Temperature as a metaphor for emotional states is one of the most intuitive in the English language, and "Cold As Ice" exploits it with notable efficiency. The song's core image of a person who is "cold as ice" conveys simultaneous admiration and condemnation, the recognition that the quality being described has a certain diamond-hard attractiveness even as it inflicts damage on those around it. Mick Jones and Lou Gramm's songwriting captured this ambiguity with a precision that gave the song psychological depth beneath its melodic surface.

The portrait of the "cold" person in the song is not simply negative but complex: she is someone who will sacrifice love for greed, who is willing to take what she can and remain unmoved by the emotional consequences for others. This character type, the person of powerful self-interest who operates without sentimentality, was a recognizable figure in the social landscape of the mid-1970s, a period of economic anxiety and shifting values in which the relationship between personal and financial ambition was being renegotiated across American culture.

Musical Setting and Emotional Force

The guitar riff that drives "Cold As Ice" has a crisp, almost brittle quality that functions as a musical correlative to the song's thematic content. The sharpness of the arrangement mirrors the sharpness of the emotional situation being described, creating a formal coherence between subject and treatment.

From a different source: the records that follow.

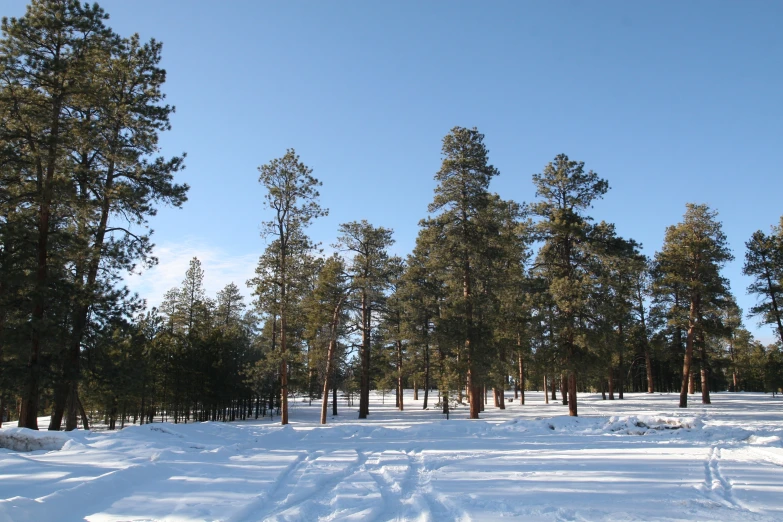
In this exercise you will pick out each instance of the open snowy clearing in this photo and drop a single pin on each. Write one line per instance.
(638, 459)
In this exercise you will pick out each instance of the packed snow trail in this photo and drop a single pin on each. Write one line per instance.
(637, 459)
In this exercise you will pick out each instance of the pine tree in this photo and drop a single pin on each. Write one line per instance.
(693, 253)
(370, 271)
(764, 262)
(460, 205)
(292, 198)
(566, 190)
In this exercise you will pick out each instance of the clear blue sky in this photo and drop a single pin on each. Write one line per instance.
(671, 102)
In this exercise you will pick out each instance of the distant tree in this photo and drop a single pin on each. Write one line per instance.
(764, 263)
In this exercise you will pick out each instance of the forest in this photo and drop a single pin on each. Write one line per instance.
(497, 295)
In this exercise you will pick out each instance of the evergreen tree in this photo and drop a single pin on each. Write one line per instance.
(460, 204)
(693, 253)
(764, 262)
(370, 271)
(566, 191)
(292, 197)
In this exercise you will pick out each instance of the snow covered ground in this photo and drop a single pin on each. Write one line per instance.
(638, 459)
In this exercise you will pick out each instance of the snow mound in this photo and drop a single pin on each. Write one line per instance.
(650, 425)
(765, 441)
(631, 425)
(24, 439)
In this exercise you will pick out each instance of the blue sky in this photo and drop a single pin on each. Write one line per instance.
(671, 102)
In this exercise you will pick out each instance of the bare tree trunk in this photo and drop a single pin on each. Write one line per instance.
(546, 391)
(705, 363)
(522, 379)
(399, 376)
(610, 380)
(364, 388)
(426, 372)
(564, 391)
(328, 377)
(686, 366)
(572, 393)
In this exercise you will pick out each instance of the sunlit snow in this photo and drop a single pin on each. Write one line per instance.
(637, 459)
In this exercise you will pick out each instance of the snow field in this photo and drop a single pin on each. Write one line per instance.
(637, 459)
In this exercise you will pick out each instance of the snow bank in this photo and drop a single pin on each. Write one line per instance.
(23, 439)
(650, 425)
(615, 425)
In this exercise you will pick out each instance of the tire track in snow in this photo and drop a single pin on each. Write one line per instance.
(425, 503)
(313, 486)
(717, 486)
(265, 497)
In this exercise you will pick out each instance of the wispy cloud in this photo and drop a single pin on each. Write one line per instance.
(220, 269)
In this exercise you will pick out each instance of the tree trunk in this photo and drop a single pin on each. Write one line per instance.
(364, 382)
(564, 391)
(705, 383)
(610, 380)
(686, 366)
(426, 372)
(546, 392)
(522, 377)
(327, 378)
(572, 393)
(400, 404)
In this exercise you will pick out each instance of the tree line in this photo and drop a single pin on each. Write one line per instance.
(496, 295)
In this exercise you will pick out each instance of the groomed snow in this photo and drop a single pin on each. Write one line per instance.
(638, 459)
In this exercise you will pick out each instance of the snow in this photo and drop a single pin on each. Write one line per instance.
(637, 459)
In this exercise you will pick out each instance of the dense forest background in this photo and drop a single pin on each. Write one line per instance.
(496, 295)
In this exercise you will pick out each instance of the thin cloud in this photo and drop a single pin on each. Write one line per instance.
(220, 269)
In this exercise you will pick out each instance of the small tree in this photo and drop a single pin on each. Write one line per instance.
(764, 262)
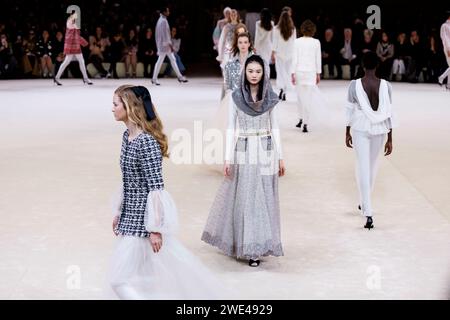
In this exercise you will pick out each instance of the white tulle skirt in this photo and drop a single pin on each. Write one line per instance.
(136, 272)
(173, 273)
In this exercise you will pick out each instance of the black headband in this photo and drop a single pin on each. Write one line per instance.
(142, 92)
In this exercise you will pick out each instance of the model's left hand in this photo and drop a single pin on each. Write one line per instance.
(282, 169)
(388, 148)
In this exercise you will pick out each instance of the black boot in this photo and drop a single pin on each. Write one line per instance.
(254, 263)
(305, 128)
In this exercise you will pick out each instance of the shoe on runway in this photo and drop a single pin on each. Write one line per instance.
(254, 263)
(305, 128)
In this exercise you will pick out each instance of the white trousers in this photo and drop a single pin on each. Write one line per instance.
(283, 74)
(367, 149)
(446, 72)
(67, 61)
(398, 67)
(173, 63)
(304, 100)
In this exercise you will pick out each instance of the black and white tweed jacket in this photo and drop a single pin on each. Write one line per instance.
(141, 164)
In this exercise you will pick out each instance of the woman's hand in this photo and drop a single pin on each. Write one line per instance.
(348, 140)
(388, 148)
(156, 241)
(115, 223)
(227, 169)
(282, 168)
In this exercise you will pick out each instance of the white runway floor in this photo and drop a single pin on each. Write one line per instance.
(59, 165)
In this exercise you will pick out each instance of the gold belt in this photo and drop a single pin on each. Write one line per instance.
(250, 134)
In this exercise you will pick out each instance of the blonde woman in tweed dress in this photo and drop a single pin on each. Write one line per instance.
(148, 261)
(244, 221)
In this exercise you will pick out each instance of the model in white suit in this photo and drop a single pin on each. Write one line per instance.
(370, 118)
(305, 71)
(264, 42)
(445, 36)
(165, 47)
(283, 51)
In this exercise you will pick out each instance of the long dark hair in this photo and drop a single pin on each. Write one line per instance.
(255, 58)
(266, 19)
(236, 39)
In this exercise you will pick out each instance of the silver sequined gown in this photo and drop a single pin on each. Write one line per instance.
(244, 220)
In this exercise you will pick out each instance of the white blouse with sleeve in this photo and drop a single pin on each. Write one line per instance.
(361, 117)
(307, 56)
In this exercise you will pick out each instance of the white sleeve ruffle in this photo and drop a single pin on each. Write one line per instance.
(161, 213)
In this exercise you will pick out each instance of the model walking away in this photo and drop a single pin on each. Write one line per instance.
(284, 35)
(72, 50)
(306, 70)
(165, 48)
(370, 118)
(445, 36)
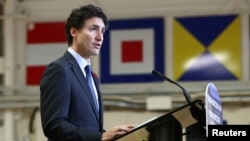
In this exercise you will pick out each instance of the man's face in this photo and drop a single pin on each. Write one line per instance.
(87, 41)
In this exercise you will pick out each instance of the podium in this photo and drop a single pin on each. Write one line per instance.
(169, 126)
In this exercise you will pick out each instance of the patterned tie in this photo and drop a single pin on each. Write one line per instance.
(90, 82)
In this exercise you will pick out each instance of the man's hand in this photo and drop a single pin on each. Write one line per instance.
(116, 132)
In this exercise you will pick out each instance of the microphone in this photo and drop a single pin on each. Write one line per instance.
(185, 93)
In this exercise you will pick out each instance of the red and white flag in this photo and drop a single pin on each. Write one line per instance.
(46, 42)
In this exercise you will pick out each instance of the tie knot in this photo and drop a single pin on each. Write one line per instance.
(88, 69)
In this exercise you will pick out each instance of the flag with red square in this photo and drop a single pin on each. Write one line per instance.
(131, 50)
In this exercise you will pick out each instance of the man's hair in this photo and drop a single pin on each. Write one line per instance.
(78, 17)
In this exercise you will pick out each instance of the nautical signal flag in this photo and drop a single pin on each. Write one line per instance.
(46, 42)
(207, 48)
(132, 48)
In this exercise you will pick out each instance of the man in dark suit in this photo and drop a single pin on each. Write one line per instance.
(70, 111)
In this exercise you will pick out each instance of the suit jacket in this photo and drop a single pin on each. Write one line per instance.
(68, 111)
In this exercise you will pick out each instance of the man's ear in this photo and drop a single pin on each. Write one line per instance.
(73, 32)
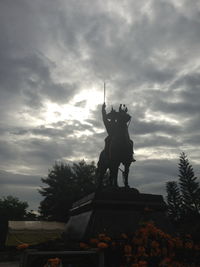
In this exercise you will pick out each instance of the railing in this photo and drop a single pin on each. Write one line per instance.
(34, 258)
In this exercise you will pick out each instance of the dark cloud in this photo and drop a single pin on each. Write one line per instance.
(148, 54)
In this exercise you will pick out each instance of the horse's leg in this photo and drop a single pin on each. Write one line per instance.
(125, 174)
(114, 174)
(101, 170)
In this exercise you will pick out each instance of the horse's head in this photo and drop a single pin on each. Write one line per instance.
(112, 115)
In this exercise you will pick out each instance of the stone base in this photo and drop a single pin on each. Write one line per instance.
(115, 211)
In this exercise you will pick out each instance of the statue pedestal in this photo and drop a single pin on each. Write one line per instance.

Lou Gramm's vocal performance was central to the song's impact: his voice combined controlled power with a clarity that allowed every word to register cleanly against the driving rock arrangement, which was essential for a song whose effectiveness depended on the precision of its observational detail.

The 21-week Hot 100 run with a peak of six demonstrated that the song's combination of musical energy and emotional content resonated broadly with rock audiences of 1977, not merely as a catchy single but as a piece that listeners found worth returning to repeatedly. This kind of sustained engagement, reflected in the length of the chart run, typically indicates that a record possesses qualities beyond immediate catchiness that give it lasting appeal within a listening cycle.

Legacy in Rock History

Foreigner went on to become one of the defining rock acts of the late 1970s and early 1980s, and "Cold As Ice" remains among the most recognizable songs associated with the band's debut period. It stands as an early example of the melodic hard rock that would characterize AOR radio through the following decade, combining the guitar authority of hard rock with the melodic sophistication that made it accessible to a mainstream pop audience. The song's enduring radio presence and its regular appearance in retrospective surveys of 1970s rock confirm its status as a genuine classic of the era, one that defined both the sound and the emotional sensibility of the period it emerged from.